Friday, February 15, 2013

New York consulting firm ups PHL growth forecast





Global Source raised its economic growth forecast for the Philippines this year in anticipation of higher government expenditures, election-related spending and private investments.
In a report, the New York-based think tank said the Philippines increased its gross domestic product (GDP) growth forecast to 6.1 percent from the earlier estimate of 5 percent.
Global Source’s new forecast is within the government’s target range of 6 percent to 7 percent, but is lower than the Philippines’s 6.6-percent GDP growth.
GDP refers to the total amount of final goods and services produced in the country, and as such is a key indicator of economic performance.

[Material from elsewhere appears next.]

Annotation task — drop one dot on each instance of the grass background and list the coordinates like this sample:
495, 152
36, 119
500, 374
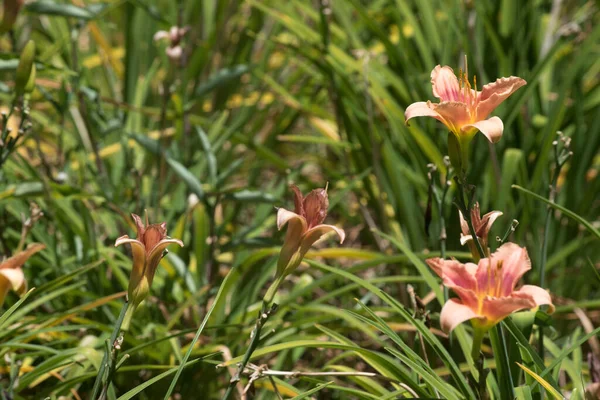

For 2014, Global Source forecast growth to slow to 5.8 percent, way below the government’s target range of 6.5 percent to 7.5 percent.
“In our central scenario, we hinge our higher-than-consensus growth on the domestic macro policy environment continuing to be supportive particularly in terms of higher government spending, further expansions in private investments and election spending aiding consumption growth,” Global Source said.
It however said external risks remain, citing the US and EU debt crises, as well as oil prices.
“A number of things can drag growth lower. The worst case would involve a sharper fiscal contraction in the US and deeper recession in Europe with China unable to pick up the slack due to internal excesses built up over the years,” the consulting firm said.
“Tensions in the Middle East may again flare up reversing the forecast downtrend in oil prices. Internally, remaining bureaucratic bottlenecks may again stall government spending keeping a lid on investment ratios and souring investor moods,” Global Source said.
Under its best-case scenario, the global recovery would quicken, thus adding an external boost to the Philippines’s growth prospects.